Jef is Greater City Providence's co-founder, editor, and publisher. He grew up on Cape Cod and lived in Boston; Portland, Maine; and New York before settling in Providence. In addition to urbanism, Jef is interested in art, design, and ice cream. Please feel free to contact Jef if you have any question or comments about Greater City Providence.


  • Why are they stupidly requiring the cars be registered in Rhode Island and not get more specific and require it to be Providence? What’s the rationale behind that?

  • I for one have drive a car registered to my business, which is in East Providence, so it would really help me out.

  • Jim, I’m not sure why you keep pounding away at the registered in PVD thing (not even sure what that means…that the registrant’s lives in PVD, I’m guessing).

  • If your car is registered to at a Providence address, then Providence gets to collect the car tax on it.

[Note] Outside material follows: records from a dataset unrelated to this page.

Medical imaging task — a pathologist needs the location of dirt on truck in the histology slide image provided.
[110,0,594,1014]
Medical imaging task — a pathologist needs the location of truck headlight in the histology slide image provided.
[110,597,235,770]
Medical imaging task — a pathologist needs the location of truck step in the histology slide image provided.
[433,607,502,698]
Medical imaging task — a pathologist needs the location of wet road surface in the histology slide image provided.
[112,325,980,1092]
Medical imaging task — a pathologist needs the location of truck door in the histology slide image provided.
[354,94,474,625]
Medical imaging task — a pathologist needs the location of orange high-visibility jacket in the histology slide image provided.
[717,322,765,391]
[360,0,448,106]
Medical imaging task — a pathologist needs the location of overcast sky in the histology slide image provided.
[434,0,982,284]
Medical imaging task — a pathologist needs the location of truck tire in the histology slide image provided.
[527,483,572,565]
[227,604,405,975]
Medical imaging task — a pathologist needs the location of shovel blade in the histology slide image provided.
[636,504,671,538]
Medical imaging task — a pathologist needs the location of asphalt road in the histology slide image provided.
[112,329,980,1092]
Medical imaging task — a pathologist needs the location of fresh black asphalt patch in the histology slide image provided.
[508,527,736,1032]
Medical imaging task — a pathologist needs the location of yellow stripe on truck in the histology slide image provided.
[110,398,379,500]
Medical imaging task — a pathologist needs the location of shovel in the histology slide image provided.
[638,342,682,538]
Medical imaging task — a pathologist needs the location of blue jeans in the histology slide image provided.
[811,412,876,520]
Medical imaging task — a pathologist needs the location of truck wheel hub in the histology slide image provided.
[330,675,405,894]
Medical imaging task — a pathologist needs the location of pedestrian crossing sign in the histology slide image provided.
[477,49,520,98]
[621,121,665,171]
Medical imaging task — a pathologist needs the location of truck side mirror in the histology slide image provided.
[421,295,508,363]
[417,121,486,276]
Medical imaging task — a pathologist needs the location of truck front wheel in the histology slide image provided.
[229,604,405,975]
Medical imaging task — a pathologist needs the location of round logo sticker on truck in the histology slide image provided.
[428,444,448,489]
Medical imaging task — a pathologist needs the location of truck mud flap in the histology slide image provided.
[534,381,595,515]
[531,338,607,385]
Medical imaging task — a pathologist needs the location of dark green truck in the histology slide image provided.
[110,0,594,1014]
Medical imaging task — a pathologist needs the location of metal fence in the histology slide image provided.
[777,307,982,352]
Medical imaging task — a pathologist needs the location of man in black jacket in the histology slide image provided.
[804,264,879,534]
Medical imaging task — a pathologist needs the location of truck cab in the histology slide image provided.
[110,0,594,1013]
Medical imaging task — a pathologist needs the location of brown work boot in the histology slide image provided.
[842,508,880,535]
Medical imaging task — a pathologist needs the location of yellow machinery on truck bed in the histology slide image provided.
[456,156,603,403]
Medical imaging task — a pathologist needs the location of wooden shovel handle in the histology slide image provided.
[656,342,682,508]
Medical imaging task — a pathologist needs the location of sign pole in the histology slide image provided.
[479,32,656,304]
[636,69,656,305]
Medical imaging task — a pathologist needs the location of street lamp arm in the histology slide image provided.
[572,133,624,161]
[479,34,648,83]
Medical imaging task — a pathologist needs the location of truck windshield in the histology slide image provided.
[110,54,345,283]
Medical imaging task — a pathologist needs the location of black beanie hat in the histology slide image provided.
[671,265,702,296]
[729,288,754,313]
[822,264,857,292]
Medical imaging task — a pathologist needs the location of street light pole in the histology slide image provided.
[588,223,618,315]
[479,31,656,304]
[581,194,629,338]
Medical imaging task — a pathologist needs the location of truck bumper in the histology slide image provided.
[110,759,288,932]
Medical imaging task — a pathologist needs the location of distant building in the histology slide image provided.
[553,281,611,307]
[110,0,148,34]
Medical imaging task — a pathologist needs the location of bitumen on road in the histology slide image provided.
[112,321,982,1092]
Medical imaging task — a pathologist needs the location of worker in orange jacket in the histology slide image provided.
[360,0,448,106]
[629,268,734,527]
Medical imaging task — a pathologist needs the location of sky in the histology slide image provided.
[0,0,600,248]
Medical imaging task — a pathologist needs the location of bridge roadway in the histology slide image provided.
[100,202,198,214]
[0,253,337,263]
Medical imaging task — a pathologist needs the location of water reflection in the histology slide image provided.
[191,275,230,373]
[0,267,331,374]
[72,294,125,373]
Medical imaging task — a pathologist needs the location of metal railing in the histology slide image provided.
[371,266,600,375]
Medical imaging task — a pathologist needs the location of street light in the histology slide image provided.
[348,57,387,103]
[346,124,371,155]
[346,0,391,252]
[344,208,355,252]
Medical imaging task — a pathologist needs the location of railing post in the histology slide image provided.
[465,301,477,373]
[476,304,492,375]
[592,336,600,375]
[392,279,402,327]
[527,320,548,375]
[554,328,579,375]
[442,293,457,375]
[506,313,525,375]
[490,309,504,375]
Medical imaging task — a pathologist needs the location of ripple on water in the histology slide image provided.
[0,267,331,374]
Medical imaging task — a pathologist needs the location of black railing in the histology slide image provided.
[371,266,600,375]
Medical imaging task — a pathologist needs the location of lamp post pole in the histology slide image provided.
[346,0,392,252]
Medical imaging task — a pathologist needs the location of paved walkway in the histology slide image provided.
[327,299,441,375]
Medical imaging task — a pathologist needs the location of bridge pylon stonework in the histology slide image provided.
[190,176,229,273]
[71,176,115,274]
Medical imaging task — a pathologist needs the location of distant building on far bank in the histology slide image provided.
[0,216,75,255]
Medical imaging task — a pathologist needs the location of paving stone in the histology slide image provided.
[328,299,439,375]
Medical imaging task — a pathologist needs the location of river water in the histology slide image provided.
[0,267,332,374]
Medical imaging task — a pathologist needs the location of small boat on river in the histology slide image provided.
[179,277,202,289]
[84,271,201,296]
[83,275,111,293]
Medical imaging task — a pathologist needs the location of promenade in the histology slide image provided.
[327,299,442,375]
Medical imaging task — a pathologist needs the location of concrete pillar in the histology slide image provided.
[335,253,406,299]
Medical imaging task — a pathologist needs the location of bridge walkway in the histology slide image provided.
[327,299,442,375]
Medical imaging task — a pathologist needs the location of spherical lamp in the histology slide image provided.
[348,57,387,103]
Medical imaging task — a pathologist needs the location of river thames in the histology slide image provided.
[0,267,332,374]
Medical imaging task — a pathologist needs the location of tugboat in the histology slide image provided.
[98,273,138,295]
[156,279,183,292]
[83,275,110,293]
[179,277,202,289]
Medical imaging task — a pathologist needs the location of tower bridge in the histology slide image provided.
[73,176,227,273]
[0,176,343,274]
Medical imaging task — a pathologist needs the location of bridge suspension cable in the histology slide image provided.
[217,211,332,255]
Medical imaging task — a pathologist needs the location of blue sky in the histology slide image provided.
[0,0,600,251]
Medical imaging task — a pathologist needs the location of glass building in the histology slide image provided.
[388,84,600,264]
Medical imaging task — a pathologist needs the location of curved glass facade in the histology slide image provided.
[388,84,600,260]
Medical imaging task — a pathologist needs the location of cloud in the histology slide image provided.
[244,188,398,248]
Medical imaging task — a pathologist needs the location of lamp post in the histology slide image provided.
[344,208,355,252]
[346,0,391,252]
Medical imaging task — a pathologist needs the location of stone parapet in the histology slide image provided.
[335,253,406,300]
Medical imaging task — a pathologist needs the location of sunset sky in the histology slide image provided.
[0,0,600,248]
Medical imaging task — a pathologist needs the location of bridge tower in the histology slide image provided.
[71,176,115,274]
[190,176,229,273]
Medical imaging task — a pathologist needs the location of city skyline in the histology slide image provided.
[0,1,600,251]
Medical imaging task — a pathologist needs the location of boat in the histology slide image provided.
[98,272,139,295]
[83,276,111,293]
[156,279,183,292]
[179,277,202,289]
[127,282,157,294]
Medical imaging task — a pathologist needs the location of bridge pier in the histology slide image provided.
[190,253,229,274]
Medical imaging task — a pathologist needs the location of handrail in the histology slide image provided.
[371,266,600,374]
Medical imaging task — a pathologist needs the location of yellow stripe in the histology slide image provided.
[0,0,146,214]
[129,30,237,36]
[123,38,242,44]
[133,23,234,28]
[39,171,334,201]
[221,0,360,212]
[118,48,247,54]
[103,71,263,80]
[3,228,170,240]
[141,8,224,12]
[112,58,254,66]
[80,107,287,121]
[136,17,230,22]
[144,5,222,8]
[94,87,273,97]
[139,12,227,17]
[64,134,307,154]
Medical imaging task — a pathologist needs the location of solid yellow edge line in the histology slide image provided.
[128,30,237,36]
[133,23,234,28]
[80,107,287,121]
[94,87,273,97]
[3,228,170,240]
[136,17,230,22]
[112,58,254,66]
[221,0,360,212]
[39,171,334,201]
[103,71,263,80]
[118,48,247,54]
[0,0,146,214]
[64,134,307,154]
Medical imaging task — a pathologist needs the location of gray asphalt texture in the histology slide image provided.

If it is registered in another community, that community collects the car tax while the car is parked on a Providence street.

    I don’t know what the DMV says about in-state registration changes. Do you have to update the address on your registration within a certain time period of moving, like you are supposed to get a Rhode Island drivers license within a certain amount of time after moving to the state?

  • Out of state – “Within 30 days of moving to Rhode Island you must obtain a new title and registration for your vehicle.”

    In state – Maximum 10 days to change address with DMV following moving within state.

  • So Providence is not saying you need to be registered in town, but the DMV seems to be saying you do.

  • There are LOTS of cars registered out of the city so they can not pay the crazy high providence tax and insurance. When I sold my dad’s house I had to legally transfer my residency to Providence and my Tax & insurance both increased by 3 or 4 times. It was huge. I think the cars should be registered in the city. If I’m getting screwed on taxes I sure as hell want to make sure every one else is too. I’m petty.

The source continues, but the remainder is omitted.